Read specific pdf text using regular expressions

Try this:

Assign (String)
pattern = "Purchase\sDate.+?:\s+(?<purchase>[\d\/]+?)\s+In-service\sDate.+?:\s+(?<service>[\d\/]+?)"

Assign (Match)
match = System.Text.RegularExpressions.Regex.Match(MyVar, pattern)

Assign (String)
purchase = match.Groups("purchase").ToString

Assign (String)
service = match.Groups("service").ToString

2 Likes

This worked!! Thank you so much.
You have been so helpful! Do you have any tips on how to automate drop-down menus? I need the database to choose the correct option in the drop down menu that matches the extracted text.

2 Likes

SelectItem Activity?

2 Likes

I have tried this activity, I am just unsure if I can use it without quoting the exact text? - Each pdf document will have a different extracted value, so how do I indicate it to choose whatever the extracted value is/value stored in the variable?

1 Like

Well, you have to find a way to map the value to the drowpdown option. Depends of both the values and the options.

1 Like

I have figured out all String drop downs using the type into activity, but I am having trouble with the numeric values, and am unsure how to select these in the drop down using my stored variable, any ideas?

1 Like

sorry, I can’t figure out what kind of data you have to map so I can’t help you.

1 Like

Hi there,
Going back to extracting these dates, how would I extract each individual part of the date? (For example: extracting just the “03” from the in service date: “03/10/2020”
And then same for the day and year,
Anything helps!! Thank you!!

Hello,

You can get a DateTime from the string or you can continue process your strings with regex like below.

Assign (String)
pattern = "\b(?<month>\d{2})\/(?<day>\d{2})\/(?<year>\d{4})\b"

Assign (Match)
match = Regex.Match(text, pattern)

Assign (String)
day = match.Groups("day").ToString

Assign (String)
month = match.Groups("month").ToString

Assign (String)
year = match.Groups("year").ToString

That worked! Thanks so much! So how would the code change for extracting the individual parts from the Purchase Date?

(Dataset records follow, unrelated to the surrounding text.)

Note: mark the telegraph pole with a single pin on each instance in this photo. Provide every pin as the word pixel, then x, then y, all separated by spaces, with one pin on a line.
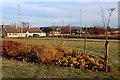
pixel 20 17
pixel 80 23
pixel 62 41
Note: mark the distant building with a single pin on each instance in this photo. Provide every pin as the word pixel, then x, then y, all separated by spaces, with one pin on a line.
pixel 14 31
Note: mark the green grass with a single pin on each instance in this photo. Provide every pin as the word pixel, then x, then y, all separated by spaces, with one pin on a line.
pixel 19 69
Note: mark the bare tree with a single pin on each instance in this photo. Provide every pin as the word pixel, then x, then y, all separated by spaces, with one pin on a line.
pixel 106 23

It might be a good practice for you.

Some hints:

  • you know how to extract date’s details
  • you know how to extract this date
  • you can make the substitution

Good Afternoon

Sorry to Interrupt, Even i have some question on regex
“05/02/2019 91640.00 52974.00 38666.00 2342299.00”
This is my pattern and have multiple value of same pattern, i want to scrape this specific value “38666.0”.
Even i applied regex (?<=\d{2}/\d{2}/\d{4}\s\d*.\d*\s\d*.\d*\s)(.)(?=\s\d.\d*) and it got worked also.
can i get any alternative simple regex pattern

Thanks in advance

As i am new to regex. I want to learn so just asked can u suggest some sites so i can learn to write pattern

import System.Text.RegularExpressions

Assign (String)
pattern = "(?<date>\d{2}\/\d{2}\/\d{4})\s+(?<first>[\d\.]+)\s+(?<second>[\d\.]+)\s+(?<third>[\d\.]+)\s+(?<fourth>[\d\.]+)\s+"

Assign (Decimal)
result = CDec(Regex.Match(myText, pattern).Groups("third").Value)

I saved it on regex101 for you to examine. The right pane will help you on your journey. I mostly learn throught Perl and Python documentation and by practice (try parsing urls, its quite easy). Here is a link but I didn’t use it (Regular Expression Tutorial - Learn How to Use Regular Expressions)

Thank you so much :slight_smile: